Second normal form (2nd NF) – An entity is in second normal form (2nd NF) if it fulfill the requirement of 1st NF + (entity who does not have combinatorial key or composite key, all none key elements should be fully dependent on primary key)
Combinatorial Key or Composite Key – key consisted on more than one field is called combinatorial key or Composite Key.
Example # 1
Table: Student
StudentId (pk) | CourseId (pk) | CourseName | StudentName | Address | PhoneNumber |
1 | 1 | C++ | Ali | ABC Society | 0345-6687675 0300-6421665 0321-4509861 |
2 | 2 | Applied Calculus | Asif | XYZ Society | 0333-2721835 0321-2125367 |
In the above example studentId and CourseId both are primary keys means they are making combinatorial key. It is obvious from the Student table that not all the fields are completely dependent on StudentId or CourseId. We can figure out that there are two entities stored in one table. To make the Student table satisfy 2nd NF we need to break combinatorial key and put the information dependent on CourseId field in another table let’s say in Course table.
Table: Student
StudentId (pk) | CourseId (fk) | StudentName | Address | PhoneNumber |
1 | 1 | Ali | ABC Society | 0345-6687675 0300-6421665 0321-4509861 |
2 | 2 | Asif | XYZ Society | 0333-2721835 0321-2125367 |
Table: Course
CourseId (pk) | CourseName |
1 | C++ |
2 | Applied Calculus |
Table: CustomerPhoneNo
CustomerId(fk) | PhoneNumber |
2 | 0333-2721835 |
2 | 0321-2125367 |
1 | 0321-4509861 |
1 | 0300-6421665 |
1 | 0345-6687675 |
So we can say that 2nd NF requires putting multi valued attributes in separate table.

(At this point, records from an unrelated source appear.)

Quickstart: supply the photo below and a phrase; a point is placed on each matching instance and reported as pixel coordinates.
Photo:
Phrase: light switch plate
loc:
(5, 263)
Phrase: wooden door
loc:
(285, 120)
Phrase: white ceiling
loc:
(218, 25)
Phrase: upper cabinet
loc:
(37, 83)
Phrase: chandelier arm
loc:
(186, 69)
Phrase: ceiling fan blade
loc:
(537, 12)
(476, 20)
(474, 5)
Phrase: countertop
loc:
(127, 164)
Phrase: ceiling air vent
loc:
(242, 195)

Third normal form (3rd NF) – An entity is in third normal form (3rd NF) if it fulfill the requirement of 2nd NF + (all non key element must be functionally dependent on primary key)
Functionally dependent – it means all non key elements must be dependent on primary key.
Example # 1
Table: Customer
CustomerId | Name | Address | Postal Code | Area | City | Province |
1 | Ali | ABC Society | 74600 | Nazimabad | Karachi | Sindh |
2 | Asif | XYZ Society | 45240 | Sanda | Lahore | Punjab |
3 | John | DEF society | 74600 | North Nazimabad | Karachi | Sindh |
|
|
|
|
|
|
|
In the above example City and Province are dependent on Postal Code, both of these fields are not dependent on CustomerId (Primary Key), so to apply 3rd NF on this table we can put City and Country in a separate table and connect both tables via Postal Code field.

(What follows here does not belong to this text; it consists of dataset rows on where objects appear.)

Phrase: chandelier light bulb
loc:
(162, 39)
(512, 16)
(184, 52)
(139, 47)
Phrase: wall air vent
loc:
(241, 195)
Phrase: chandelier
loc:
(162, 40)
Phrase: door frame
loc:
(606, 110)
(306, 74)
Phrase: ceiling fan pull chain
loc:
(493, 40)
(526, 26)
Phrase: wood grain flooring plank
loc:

If we look it in other perspective we are separating our static data and minimizing storage. Area, City and Country is static data and for each postal code it will remain same (hear I am assuming that postal code is unique for each area in the city).
Table: Customer
CustomerId | Name | Address | Postal Code |
1 | Ali | ABC Society | 74600 |
2 | Asif | XYZ Society | 45240 |
3 | John | DEF society | 74600 |
|
|
|
|
Table: PostalCode
Postal Code | Area | City | Province |
74600 | Nazimabad | Karachi | Sindh |
45240 | Sanda | Lahore | Punjab |
|
|
|
|
So we can say that 3rd form of normalization is about moving that data into other table that is functionally dependent on some other field rather than primary key.I have described the process of normalization in the sequence of 1st, 2nd, and 3rd phase, however; the order of these phases is not that important most of the times. The reason is while designing database the entities are already in 1st or 2nd NF. So you don’t need to apply 1st or 2nd NF. So the rule of thumb is that remember the rules of normalization instead of getting confuse with sequence.